Through 15 games in the 2019 season, Pittsburgh Steelers third-year outside linebacker has put up fantastic numbers. He has 50 tackles with 14 tackles for loss, 14 sacks, 34 quarterback hits, seven forced fumbles, four fumble recoveries, two interceptions, and seven passes defensed. Among defensive players, he is right there in the argument for candidates with the most complete game in the NFL, to be sure.
The former first-round pick has already won the Steelers’ MVP Award, as voted on by his teammates, the first defensive player to be voted the team MVP since 2010 when Troy Polamalu was voted as such. That year, Polamalu also won the Defensive Player of the Year Award.
Will Watt follow suit in that same path? If he does, he will have done so against some stiff competition, including the likes of Stephon Gilmore, Chandler Jones, Shaquil Barrett, and Aaron Donald, whom it goes without saying is a perennial contender. But is he thinking about it?

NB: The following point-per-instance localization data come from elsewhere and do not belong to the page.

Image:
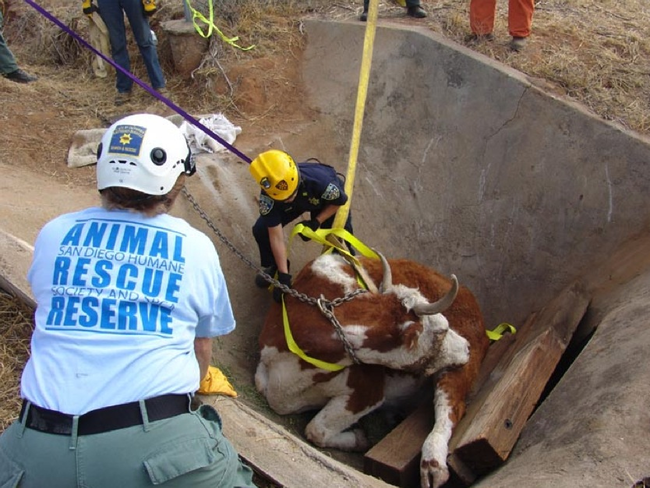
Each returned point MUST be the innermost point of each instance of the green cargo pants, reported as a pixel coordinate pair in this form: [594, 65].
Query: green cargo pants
[185, 451]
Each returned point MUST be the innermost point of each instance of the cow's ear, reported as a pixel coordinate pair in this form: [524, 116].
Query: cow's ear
[411, 335]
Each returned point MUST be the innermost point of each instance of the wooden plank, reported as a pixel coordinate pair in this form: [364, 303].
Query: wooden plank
[281, 457]
[396, 458]
[508, 397]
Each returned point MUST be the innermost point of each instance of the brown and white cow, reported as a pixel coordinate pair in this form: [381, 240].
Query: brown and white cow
[400, 338]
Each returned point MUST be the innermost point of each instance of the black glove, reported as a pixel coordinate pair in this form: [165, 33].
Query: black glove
[284, 279]
[313, 224]
[149, 7]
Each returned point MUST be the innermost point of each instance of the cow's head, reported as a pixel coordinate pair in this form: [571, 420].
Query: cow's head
[399, 328]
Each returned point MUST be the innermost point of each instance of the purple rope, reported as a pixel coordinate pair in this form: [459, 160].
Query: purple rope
[153, 92]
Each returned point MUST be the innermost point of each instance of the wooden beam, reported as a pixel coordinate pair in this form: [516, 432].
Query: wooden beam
[396, 458]
[489, 431]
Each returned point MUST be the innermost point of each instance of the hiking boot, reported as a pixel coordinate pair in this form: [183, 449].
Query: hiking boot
[121, 98]
[518, 43]
[260, 281]
[416, 11]
[19, 76]
[479, 37]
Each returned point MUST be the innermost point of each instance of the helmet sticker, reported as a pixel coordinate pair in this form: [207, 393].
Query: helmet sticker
[332, 192]
[127, 139]
[266, 204]
[282, 185]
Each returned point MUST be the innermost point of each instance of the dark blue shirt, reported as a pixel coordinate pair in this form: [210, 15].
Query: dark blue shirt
[319, 187]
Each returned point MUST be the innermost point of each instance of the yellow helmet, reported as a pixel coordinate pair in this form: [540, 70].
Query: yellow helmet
[276, 172]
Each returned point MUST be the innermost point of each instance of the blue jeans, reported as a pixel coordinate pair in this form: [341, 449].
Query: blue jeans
[112, 13]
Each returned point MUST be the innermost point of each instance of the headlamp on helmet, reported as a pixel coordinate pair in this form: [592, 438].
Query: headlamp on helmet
[143, 152]
[277, 174]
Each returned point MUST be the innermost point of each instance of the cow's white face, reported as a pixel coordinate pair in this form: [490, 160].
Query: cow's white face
[427, 345]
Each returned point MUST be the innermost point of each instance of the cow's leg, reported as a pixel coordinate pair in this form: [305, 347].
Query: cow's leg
[329, 428]
[449, 407]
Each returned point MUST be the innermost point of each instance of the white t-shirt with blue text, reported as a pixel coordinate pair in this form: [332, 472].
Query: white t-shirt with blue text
[120, 299]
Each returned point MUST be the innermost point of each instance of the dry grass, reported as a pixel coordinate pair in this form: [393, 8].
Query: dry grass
[16, 327]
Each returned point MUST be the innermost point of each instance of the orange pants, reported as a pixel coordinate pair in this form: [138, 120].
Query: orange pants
[520, 16]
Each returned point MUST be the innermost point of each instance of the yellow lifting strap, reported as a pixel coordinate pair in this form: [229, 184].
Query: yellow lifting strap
[362, 92]
[294, 348]
[198, 16]
[497, 333]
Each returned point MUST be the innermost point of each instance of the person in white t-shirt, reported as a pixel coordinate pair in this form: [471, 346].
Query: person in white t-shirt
[128, 301]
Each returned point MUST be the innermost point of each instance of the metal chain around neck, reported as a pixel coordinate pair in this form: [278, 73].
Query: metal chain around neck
[326, 309]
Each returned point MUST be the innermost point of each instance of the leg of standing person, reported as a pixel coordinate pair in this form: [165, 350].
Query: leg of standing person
[261, 235]
[481, 16]
[520, 21]
[7, 60]
[113, 16]
[142, 34]
[8, 66]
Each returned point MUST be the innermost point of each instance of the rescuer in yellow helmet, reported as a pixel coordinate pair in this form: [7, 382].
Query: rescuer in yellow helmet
[288, 190]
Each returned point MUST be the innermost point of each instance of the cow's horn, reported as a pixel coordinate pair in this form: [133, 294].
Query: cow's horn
[387, 281]
[440, 305]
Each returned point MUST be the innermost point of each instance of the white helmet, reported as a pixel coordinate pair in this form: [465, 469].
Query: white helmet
[143, 152]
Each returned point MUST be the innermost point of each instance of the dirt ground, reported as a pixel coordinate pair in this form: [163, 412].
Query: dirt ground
[261, 90]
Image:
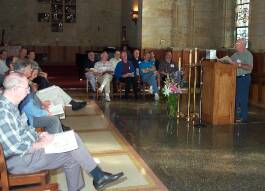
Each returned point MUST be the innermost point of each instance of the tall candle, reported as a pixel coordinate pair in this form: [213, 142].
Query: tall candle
[195, 56]
[179, 63]
[190, 57]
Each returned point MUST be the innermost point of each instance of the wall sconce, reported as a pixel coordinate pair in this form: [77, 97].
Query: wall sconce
[134, 16]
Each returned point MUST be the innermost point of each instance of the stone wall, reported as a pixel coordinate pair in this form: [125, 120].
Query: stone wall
[257, 26]
[98, 24]
[132, 37]
[185, 23]
[162, 23]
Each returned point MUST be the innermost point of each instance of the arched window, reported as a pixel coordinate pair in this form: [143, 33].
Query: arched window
[242, 19]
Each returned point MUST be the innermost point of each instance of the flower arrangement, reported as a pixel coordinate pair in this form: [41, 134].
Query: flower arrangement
[171, 89]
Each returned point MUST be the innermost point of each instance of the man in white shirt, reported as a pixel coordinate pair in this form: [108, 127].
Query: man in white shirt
[3, 67]
[104, 72]
[114, 61]
[117, 58]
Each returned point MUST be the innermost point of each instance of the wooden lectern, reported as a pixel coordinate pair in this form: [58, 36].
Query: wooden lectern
[218, 93]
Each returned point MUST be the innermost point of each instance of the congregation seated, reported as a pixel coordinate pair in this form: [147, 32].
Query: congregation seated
[125, 72]
[103, 71]
[149, 74]
[114, 61]
[154, 60]
[56, 94]
[24, 148]
[167, 66]
[88, 67]
[136, 59]
[3, 66]
[39, 77]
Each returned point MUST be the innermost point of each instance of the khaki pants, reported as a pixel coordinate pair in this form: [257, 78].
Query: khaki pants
[105, 82]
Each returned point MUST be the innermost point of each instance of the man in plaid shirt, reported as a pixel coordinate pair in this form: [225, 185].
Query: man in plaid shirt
[24, 148]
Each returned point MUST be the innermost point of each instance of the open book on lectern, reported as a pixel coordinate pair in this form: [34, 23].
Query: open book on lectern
[225, 60]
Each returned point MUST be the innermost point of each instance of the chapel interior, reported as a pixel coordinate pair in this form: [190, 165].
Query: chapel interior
[155, 151]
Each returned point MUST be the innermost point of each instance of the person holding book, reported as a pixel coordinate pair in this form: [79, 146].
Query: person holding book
[243, 59]
[54, 93]
[24, 148]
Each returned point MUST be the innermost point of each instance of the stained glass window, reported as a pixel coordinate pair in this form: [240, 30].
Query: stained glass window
[242, 18]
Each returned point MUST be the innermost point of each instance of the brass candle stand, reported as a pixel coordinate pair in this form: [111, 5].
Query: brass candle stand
[188, 117]
[194, 114]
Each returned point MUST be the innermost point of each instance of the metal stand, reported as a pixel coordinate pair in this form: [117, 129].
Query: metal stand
[200, 124]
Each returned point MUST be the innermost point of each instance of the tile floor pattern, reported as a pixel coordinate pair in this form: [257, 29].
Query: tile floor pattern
[110, 150]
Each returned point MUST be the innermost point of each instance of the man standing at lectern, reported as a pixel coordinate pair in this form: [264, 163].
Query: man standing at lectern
[243, 59]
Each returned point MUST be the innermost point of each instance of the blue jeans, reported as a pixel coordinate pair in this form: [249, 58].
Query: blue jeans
[150, 78]
[242, 93]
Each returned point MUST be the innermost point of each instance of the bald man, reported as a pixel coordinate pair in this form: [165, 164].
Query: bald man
[24, 148]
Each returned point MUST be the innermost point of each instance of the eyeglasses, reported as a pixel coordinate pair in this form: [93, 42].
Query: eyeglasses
[25, 88]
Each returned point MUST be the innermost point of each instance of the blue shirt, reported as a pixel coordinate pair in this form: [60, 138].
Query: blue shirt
[145, 65]
[119, 69]
[31, 108]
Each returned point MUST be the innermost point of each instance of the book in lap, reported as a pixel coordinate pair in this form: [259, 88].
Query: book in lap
[48, 95]
[225, 60]
[62, 142]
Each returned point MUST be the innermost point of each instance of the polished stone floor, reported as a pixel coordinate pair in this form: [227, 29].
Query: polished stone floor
[185, 158]
[215, 158]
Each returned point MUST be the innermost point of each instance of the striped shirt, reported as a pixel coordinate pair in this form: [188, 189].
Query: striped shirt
[103, 67]
[16, 136]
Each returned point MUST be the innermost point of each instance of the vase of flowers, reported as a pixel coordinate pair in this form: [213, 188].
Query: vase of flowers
[171, 90]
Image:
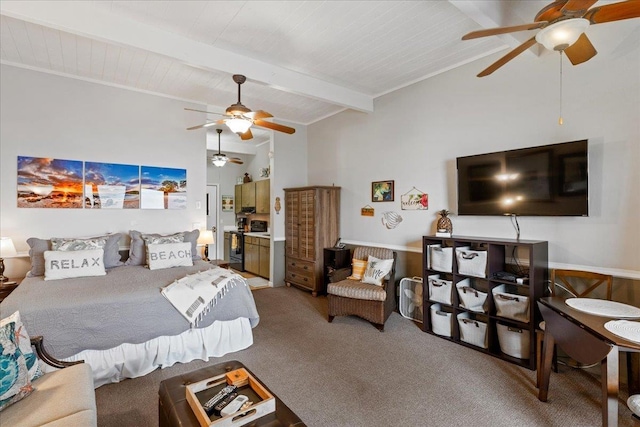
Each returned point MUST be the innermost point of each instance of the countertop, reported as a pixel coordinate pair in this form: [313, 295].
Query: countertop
[262, 235]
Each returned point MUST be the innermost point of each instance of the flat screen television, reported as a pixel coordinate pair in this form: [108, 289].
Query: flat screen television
[550, 180]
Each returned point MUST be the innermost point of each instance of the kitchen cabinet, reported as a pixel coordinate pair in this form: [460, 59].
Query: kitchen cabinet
[227, 245]
[263, 196]
[249, 195]
[312, 223]
[238, 202]
[265, 255]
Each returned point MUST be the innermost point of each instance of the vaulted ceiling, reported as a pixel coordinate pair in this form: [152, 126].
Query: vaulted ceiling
[304, 60]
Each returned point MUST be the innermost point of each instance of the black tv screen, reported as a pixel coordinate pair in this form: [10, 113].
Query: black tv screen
[550, 180]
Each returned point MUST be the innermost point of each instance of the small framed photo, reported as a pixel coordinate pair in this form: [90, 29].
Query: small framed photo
[227, 203]
[382, 191]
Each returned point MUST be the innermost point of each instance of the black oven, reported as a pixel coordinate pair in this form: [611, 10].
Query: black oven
[236, 250]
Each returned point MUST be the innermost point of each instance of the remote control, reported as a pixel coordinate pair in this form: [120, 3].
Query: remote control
[224, 402]
[234, 406]
[226, 391]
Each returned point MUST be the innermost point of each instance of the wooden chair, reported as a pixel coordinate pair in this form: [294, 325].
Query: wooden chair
[567, 282]
[350, 297]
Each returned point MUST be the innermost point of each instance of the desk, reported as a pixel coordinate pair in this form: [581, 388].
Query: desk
[584, 338]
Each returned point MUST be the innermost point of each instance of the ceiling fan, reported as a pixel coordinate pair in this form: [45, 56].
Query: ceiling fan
[220, 159]
[240, 119]
[562, 25]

“Not really, to be honest with you”, he told reporters last week while accepting his team MVP Award. “If I do any of that, my brother will humble me really quickly. And we have to win football games. I think we need to take games one at a time, and I think you saw it this past week, we lost control of our own destiny, so now it’s, we have to win this game first and foremost, and if we don’t, we don’t even get to think about the other options, so we have to take care of business first”.

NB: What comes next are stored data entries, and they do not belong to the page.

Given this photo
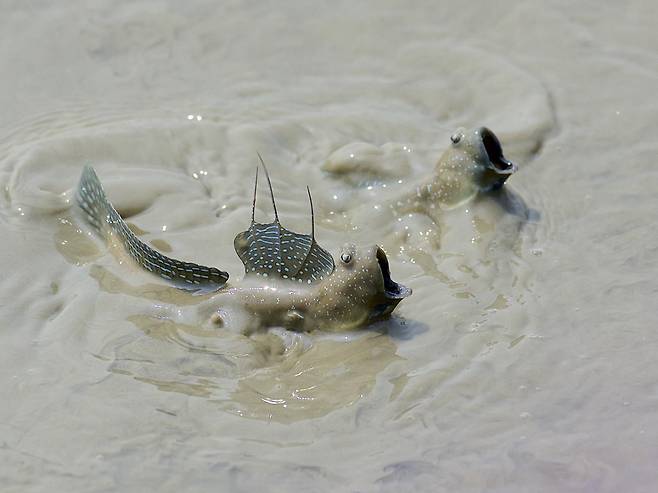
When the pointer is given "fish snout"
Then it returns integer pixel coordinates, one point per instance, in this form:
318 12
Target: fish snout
497 161
393 292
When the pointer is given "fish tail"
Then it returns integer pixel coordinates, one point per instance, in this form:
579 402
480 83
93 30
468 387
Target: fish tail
100 213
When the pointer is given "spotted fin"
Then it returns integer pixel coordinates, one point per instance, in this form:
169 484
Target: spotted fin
271 250
103 217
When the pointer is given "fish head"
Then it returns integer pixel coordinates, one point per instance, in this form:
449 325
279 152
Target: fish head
361 287
478 155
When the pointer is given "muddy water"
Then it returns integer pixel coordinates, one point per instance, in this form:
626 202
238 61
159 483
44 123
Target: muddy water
524 361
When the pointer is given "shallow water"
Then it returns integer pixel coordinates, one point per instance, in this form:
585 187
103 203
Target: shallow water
525 359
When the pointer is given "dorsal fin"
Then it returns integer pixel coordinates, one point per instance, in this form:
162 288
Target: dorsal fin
269 249
310 200
269 183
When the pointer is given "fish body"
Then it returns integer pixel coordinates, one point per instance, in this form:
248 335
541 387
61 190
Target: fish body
289 281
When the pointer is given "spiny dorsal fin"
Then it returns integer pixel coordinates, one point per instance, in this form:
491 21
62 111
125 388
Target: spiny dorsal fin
270 250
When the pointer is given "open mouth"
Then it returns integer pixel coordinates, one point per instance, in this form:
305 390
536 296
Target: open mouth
393 292
494 151
392 289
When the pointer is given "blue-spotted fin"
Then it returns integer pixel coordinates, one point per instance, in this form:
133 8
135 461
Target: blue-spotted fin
106 220
289 281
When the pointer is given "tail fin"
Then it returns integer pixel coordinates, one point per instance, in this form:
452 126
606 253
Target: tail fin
99 213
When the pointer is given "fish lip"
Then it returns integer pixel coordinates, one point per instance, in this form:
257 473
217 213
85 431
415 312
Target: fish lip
497 161
393 291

For the most part, not many people are going to care if you are the defensive player of the year if your team doesn’t even make the postseason. It’ll look good on your resume at the end of your career, especially if you’re knocking on the door to Canton, but in such a team-oriented sport, collective failure surely dampens the enthusiasm for such an award.
Still, to win it is better than not winning it, and after all, T.J. has some catching up to do, as older brother J.J. Watt has already been named the Defensive Player of the Year three times in his career, and he’s still not done being dominant, even if injuries have hampered him in recent years.
For those who may be keeping score, T.J. would need two and a half sacks today not only to break James Harrison’s team single-season sack record of 16, but also to tie his older brother for sacks in their first three seasons. T.J. is currently at 34, with 14 this season. J.J. had 36.5 in his first three years, including 20.5 in year two. He has recorded at least 16 sacks in four different seasons, most recently in 2018, and in four of the past five seasons in which he has played in more than eight games.